Hash partitioning is implemented in terms of a modulus and a remainder. A simple scalable strategy for managing partitions is to base the modulus on a power of 2 and create a partition for each value less than the modulus.
This allows for a reasonable scaling potentially up to billions of rows and simplifies the process of scaling the number of partitions up or down. Ideally, there would be an independent mechanism for configuring the exponent for each tenant and possibly each table.

For example, the trivial case is if the exponent of the modulus for an instance table is 0, it will have a modulus of 1, which means there will be a single partition with a remainder of 0

Table creation

The DDL for the `instance` table will be consistent regardless of partition count and might look like:

create table instance
(
    id uuid not null primary key,
    jsonb jsonb not null,
    creation_date timestamp,
    created_by text,
    instancestatusid uuid
        constraint instancestatusid_instance_status_fkey
        references instance_status,
    modeofissuanceid uuid
        constraint modeofissuanceid_mode_of_issuance_fkey
        references mode_of_issuance,
    instancetypeid uuid
        constraint instancetypeid_instance_type_fkey
        references instance_type
) partition by hash(id);

As a convention the name of the partition might be of the form

<parent_table_name>_<modulus>_<remainder.

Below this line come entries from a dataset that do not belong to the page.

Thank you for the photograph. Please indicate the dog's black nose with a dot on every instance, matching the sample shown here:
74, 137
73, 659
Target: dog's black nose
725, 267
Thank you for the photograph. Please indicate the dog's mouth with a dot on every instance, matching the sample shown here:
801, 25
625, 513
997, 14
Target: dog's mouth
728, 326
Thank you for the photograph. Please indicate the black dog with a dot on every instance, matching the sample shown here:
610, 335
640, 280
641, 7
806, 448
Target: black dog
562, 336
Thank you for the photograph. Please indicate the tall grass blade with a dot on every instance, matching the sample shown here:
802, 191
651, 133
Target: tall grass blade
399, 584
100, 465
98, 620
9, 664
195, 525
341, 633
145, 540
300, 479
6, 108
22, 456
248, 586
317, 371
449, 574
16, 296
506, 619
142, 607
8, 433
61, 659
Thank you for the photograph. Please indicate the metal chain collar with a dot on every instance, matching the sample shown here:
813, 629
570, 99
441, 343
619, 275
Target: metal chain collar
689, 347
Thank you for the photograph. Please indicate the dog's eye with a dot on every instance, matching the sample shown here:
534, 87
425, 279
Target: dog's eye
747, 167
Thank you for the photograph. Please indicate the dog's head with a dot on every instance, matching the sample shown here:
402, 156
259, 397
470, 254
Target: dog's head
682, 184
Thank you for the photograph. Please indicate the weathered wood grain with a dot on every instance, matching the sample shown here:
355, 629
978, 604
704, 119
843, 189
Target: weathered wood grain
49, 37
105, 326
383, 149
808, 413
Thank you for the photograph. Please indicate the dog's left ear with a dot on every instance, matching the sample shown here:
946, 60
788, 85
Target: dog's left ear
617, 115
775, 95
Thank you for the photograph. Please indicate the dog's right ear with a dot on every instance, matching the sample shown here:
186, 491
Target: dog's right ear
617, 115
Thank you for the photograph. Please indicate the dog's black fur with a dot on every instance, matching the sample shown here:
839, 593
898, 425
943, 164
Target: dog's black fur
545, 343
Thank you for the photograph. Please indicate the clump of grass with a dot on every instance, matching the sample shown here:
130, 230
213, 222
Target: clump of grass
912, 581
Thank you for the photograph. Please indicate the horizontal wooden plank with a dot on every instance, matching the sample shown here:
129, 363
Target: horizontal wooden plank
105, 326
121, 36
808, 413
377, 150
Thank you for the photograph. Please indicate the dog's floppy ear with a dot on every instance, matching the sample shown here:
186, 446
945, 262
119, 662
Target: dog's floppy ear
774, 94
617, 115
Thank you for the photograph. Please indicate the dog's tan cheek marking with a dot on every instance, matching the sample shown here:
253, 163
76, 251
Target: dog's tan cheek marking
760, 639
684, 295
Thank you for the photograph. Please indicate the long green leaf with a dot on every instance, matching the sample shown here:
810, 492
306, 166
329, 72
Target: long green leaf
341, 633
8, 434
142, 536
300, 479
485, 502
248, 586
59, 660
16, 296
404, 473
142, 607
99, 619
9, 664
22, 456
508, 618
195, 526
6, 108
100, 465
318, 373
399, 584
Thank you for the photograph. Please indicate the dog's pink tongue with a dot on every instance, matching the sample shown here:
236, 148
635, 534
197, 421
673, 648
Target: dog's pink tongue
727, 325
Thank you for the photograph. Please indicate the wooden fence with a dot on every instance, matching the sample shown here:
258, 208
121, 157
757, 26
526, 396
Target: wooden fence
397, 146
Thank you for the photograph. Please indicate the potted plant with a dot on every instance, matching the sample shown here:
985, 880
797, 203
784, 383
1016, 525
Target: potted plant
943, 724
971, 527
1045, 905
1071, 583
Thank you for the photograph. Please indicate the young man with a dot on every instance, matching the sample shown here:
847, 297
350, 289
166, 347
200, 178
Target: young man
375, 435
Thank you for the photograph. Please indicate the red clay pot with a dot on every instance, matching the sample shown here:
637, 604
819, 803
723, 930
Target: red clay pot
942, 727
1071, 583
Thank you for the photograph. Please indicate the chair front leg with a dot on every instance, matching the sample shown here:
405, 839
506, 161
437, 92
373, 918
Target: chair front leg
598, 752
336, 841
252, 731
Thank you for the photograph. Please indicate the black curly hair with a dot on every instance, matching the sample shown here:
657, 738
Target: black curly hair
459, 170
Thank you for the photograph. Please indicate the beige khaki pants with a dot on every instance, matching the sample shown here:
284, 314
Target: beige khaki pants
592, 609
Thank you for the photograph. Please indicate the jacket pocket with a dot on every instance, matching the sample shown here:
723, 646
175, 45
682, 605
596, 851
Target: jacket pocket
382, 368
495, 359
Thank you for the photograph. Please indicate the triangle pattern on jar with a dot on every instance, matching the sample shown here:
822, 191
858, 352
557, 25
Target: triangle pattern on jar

For the trivial case of modulus 0, the partition would look like

create table instance_1_0 partition of instance for values with (modulus 1, remainder 0);


In the sample dataset, there are a number of tables that would benefit from partitioning. For example

  • item  has 23901856  rows
  • instance  has 22618027 rows
  • holdings_record has 23901856 rows

Based on a target of 1-2M rows per partition table and a power of 2 partitioning strategy, the ideal number of partitions for each table would be based on an exponent of 4, yielding 16 partitions. This would result in ~1.4M rows for each partition table for all three tables.

Presumably, these 3 tables are joined together frequently, so it makes sense to partition along the same value in order to allow the planner to pick the correct partitions on common joins.  Unfortunately, there is not a common value between these three tables.